Figure 9: Two-qubit gate count scaling with problem size for the 3b7e-with-ligand structure. Purple dots show compiled gate counts; red line shows a quadratic fit used for extrapolation.

8. Discussion and Conclusion

This work demonstrates that quantum optimization can be practically applied to a recurrent task in computer-aided drug discovery: predicting water molecule positions in protein binding pockets. The QUBO-based method, solved using Q-CTRL's Fire Opal optimization solver on IBM Heron hardware, successfully identifies optimal solutions across all test instances up to 123 qubits. For this problem class, the quantum solver achieves performance overall comparable to simulated annealing across the test set, and at 123 variables both heuristic approaches find lower-cost solutions than the exact classical solver CPLEX within significantly shorter runtimes.

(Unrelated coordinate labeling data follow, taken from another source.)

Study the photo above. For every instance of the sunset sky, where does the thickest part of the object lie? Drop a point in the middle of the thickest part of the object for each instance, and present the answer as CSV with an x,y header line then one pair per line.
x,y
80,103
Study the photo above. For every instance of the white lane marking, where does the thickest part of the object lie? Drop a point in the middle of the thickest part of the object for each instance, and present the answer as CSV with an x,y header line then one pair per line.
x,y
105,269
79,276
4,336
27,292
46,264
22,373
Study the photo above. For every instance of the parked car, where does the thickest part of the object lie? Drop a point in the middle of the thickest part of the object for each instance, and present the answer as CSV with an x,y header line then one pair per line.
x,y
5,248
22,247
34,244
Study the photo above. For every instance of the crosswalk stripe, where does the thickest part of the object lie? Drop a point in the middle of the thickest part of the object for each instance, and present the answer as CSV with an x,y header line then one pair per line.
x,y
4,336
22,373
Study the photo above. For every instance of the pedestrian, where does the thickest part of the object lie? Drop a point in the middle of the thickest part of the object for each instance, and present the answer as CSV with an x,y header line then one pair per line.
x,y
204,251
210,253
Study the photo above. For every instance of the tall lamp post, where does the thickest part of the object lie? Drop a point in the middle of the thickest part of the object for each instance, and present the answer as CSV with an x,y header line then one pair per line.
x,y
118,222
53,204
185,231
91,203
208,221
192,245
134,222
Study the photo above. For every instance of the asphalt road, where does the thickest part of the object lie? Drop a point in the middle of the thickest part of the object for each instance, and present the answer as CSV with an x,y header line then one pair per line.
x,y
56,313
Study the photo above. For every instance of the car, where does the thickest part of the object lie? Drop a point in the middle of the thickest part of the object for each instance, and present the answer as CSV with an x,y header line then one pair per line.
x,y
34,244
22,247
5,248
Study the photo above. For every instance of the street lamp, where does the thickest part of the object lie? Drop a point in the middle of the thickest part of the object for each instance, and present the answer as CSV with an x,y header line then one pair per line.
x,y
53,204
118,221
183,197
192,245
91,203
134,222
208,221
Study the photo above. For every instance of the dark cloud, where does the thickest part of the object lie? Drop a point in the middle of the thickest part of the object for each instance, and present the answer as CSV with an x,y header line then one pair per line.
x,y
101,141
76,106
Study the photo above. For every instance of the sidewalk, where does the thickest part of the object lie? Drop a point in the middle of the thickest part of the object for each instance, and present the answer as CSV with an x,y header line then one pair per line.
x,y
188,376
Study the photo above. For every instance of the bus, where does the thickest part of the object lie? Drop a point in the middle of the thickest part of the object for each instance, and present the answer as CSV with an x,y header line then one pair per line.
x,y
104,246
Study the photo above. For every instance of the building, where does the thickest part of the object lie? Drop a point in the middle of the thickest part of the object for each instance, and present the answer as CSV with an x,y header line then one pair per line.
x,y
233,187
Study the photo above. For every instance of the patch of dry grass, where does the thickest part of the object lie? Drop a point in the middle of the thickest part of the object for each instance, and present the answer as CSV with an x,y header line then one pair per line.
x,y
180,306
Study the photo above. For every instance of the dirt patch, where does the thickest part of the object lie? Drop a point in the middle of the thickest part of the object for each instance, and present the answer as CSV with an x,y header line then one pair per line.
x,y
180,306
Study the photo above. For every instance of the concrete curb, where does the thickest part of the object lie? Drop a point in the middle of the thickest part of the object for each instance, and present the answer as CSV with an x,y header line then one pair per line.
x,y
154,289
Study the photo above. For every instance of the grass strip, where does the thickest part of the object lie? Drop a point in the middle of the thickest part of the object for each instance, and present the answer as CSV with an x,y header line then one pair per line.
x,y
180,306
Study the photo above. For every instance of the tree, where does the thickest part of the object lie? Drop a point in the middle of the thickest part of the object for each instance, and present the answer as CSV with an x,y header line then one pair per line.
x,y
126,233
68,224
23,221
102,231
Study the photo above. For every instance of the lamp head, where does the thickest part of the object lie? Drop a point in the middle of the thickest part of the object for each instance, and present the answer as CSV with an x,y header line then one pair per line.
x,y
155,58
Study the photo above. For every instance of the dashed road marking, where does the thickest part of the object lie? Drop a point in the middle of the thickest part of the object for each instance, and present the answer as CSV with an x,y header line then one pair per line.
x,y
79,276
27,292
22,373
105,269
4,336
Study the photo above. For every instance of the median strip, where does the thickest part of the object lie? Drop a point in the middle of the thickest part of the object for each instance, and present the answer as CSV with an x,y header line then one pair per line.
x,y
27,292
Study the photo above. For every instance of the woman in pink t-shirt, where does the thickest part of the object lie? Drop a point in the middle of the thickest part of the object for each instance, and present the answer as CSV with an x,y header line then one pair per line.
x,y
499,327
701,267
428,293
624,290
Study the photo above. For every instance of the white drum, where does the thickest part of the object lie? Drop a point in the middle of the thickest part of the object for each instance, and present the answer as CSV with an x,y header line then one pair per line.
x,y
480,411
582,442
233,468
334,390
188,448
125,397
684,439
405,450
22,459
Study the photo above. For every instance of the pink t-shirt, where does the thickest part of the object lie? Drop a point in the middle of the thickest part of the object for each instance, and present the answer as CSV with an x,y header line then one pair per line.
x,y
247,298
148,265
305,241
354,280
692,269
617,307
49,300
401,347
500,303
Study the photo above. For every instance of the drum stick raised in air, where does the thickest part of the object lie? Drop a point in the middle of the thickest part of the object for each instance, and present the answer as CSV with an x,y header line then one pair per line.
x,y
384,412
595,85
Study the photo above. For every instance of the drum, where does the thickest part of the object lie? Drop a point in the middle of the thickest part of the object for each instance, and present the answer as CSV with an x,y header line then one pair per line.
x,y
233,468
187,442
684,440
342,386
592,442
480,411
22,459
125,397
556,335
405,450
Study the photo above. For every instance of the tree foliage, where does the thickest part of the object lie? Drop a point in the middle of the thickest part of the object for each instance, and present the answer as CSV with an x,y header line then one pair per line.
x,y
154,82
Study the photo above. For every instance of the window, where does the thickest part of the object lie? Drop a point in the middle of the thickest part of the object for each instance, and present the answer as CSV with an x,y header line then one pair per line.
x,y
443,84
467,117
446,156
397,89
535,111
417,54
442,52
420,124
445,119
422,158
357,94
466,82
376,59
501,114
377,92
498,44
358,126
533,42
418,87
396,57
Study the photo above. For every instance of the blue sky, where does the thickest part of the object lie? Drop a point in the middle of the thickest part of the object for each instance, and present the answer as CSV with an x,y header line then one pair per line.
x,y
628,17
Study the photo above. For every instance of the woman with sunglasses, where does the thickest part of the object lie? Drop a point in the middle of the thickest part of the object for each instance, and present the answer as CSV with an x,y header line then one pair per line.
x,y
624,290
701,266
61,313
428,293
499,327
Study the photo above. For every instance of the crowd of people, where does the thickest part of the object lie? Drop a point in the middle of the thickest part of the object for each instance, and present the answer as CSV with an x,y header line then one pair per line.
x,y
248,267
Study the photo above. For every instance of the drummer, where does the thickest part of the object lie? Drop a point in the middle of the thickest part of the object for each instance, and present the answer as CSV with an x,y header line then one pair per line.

The hydration-site predictions produced by the optimal QUBO solutions match the precision of established classical methods including Hydraprot (deep learning) and Watgen, while outperforming Placevent despite both using 3D-RISM input. Prediction accuracy scales systematically with QUBO instance size, with coverage of crystallographic waters reaching $\sim90\%$ at $1,450$ variables.

The path to quantum advantage is mapped through a detailed resource estimation. The target scale of $\sim900$ variables, where the method becomes competitive with the best classical alternatives, requires on the order of $100,000$ two-qubit gates and $\sim1,000$ qubits. This opens the possibility that quantum optimization could deliver practical value in CADD pipelines in the near term, assisting in the preparation of protein–ligand complexes for molecular dynamics simulations, docking calculations, and ultimately drug lead optimization.